Hans-Henry Kluge, Diretor Europeu da OMS, afirmou: “Os efeitos das alterações climáticas são um perigo claro e presente, o mais imediato e mortal dos quais é o calor extremo”.
O calor extremo tem um sério impacto nos idosos, nos jovens e nas pessoas com problemas de saúde, causando desidratação e insolação. A maioria das 200 mil mortes eram evitáveis, disse Kluge, observando que outros milhões estão sofrendo mental e fisicamente e isto é apenas o começo.
Kluge disse que a Europa está “aquecendo mais rápido do que qualquer outro continente”.
A OMS recomenda que as autoridades estabeleçam um sistema eficaz de alerta de calor. Kluge enfatizou que os esforços individuais são insuficientes face às crises sistémicas e defendeu uma resposta forte e sistemática.
Chegada do El Niño
A Administração Nacional Oceânica e Atmosférica anunciou na quinta-feira que estas anomalias climáticas globais pioraram e o fenômeno El Niño chegou. Os cientistas esperam que ela se intensifique no final do ano e possa atingir uma força histórica.
El Niño é um fenômeno climático natural que aumenta as temperaturas da superfície no Oceano Pacífico equatorial central e oriental e causa mudanças globais nos ventos, chuvas e condições climáticas extremas. Os cientistas temem que a queima de combustíveis fósseis piore o calor já aquecido da Terra.

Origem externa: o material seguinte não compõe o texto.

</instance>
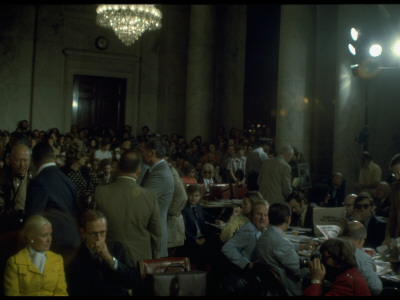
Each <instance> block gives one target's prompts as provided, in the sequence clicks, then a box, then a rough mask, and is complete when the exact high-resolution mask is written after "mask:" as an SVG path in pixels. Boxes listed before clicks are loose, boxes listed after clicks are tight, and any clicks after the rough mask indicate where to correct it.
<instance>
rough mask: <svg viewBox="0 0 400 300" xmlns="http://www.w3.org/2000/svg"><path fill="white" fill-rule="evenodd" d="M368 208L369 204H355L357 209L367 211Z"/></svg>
mask: <svg viewBox="0 0 400 300" xmlns="http://www.w3.org/2000/svg"><path fill="white" fill-rule="evenodd" d="M369 207H370V205H369V204H357V205H356V208H357V209H361V208H364V209H368V208H369Z"/></svg>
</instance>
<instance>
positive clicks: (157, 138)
mask: <svg viewBox="0 0 400 300" xmlns="http://www.w3.org/2000/svg"><path fill="white" fill-rule="evenodd" d="M139 149H140V153H141V155H142V160H143V162H144V163H145V164H146V165H148V166H149V168H148V170H146V173H145V174H144V176H143V178H142V181H141V183H140V186H141V187H143V188H145V189H147V190H149V191H152V192H154V193H155V194H156V195H157V201H158V208H159V210H160V220H161V245H160V251H159V253H158V257H168V230H167V228H168V227H167V217H168V209H169V206H170V204H171V201H172V197H173V194H174V178H173V176H172V173H171V169H170V168H169V166H168V164H167V162H166V161H165V159H164V157H165V155H166V154H167V147H166V145H165V143H164V140H163V138H162V137H161V135H159V134H152V135H148V136H146V137H145V138H144V140H143V141H142V142H140V144H139Z"/></svg>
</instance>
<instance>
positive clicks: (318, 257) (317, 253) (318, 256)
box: [310, 251, 321, 261]
mask: <svg viewBox="0 0 400 300" xmlns="http://www.w3.org/2000/svg"><path fill="white" fill-rule="evenodd" d="M314 258H319V259H320V260H321V253H319V252H317V251H316V252H314V253H313V254H311V256H310V260H311V261H312V260H314Z"/></svg>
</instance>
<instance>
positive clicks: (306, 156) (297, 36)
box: [276, 5, 315, 161]
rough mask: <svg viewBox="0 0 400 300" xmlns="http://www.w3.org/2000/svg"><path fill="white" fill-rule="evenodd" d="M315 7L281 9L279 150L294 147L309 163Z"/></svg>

“Há 63% de chance de que um evento El Niño muito forte ocorra de novembro a janeiro, o que seria classificado como o evento El Niño mais forte nos registros históricos desde 1950”, diz o comunicado da NOAA.
Os principais eventos seguem padrões familiares, como as secas na Amazónia, na Indonésia e em partes da Austrália, perturbações nas monções indianas e flutuações nas chuvas.

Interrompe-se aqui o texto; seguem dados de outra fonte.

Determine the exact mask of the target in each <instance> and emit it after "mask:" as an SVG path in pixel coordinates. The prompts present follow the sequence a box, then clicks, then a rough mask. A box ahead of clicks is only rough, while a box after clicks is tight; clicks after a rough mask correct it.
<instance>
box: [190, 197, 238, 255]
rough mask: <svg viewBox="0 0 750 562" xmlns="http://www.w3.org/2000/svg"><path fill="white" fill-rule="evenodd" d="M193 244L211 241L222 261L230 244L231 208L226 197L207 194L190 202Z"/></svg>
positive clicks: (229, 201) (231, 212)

“O El Niño irá adicionar lenha ao fogo de um mundo em aquecimento”, disse o secretário-geral da ONU, António Guterres, instando o mundo a tratar o clima como um aviso urgente.
Monção indiana desacelera
As perturbações esperadas já estão a aparecer localmente, uma vez que se espera que a Índia receba chuvas abaixo da média nas próximas duas semanas. A “perturbação ocidental” está atrasando o progresso das monções anuais, disseram dois altos funcionários da agência meteorológica na quinta-feira.
Quase metade das terras agrícolas da Índia não tem irrigação e cerca de metade da população da Índia vive da agricultura. A baixa pluviosidade pode atrasar o plantio das culturas de verão.
As monções de junho a setembro geralmente começam a atingir o estado de Kerala, no sul, por volta de 1º de junho e cobrem todo o país em meados de julho, mas este ano seu início foi adiado por três dias.
A precipitação na Índia em junho foi 26,5% abaixo do normal. O Bureau of Meteorology prevê que 90% da precipitação média ocorre durante a estação das monções e que a precipitação de junho será de 92% devido ao fenômeno El Niño.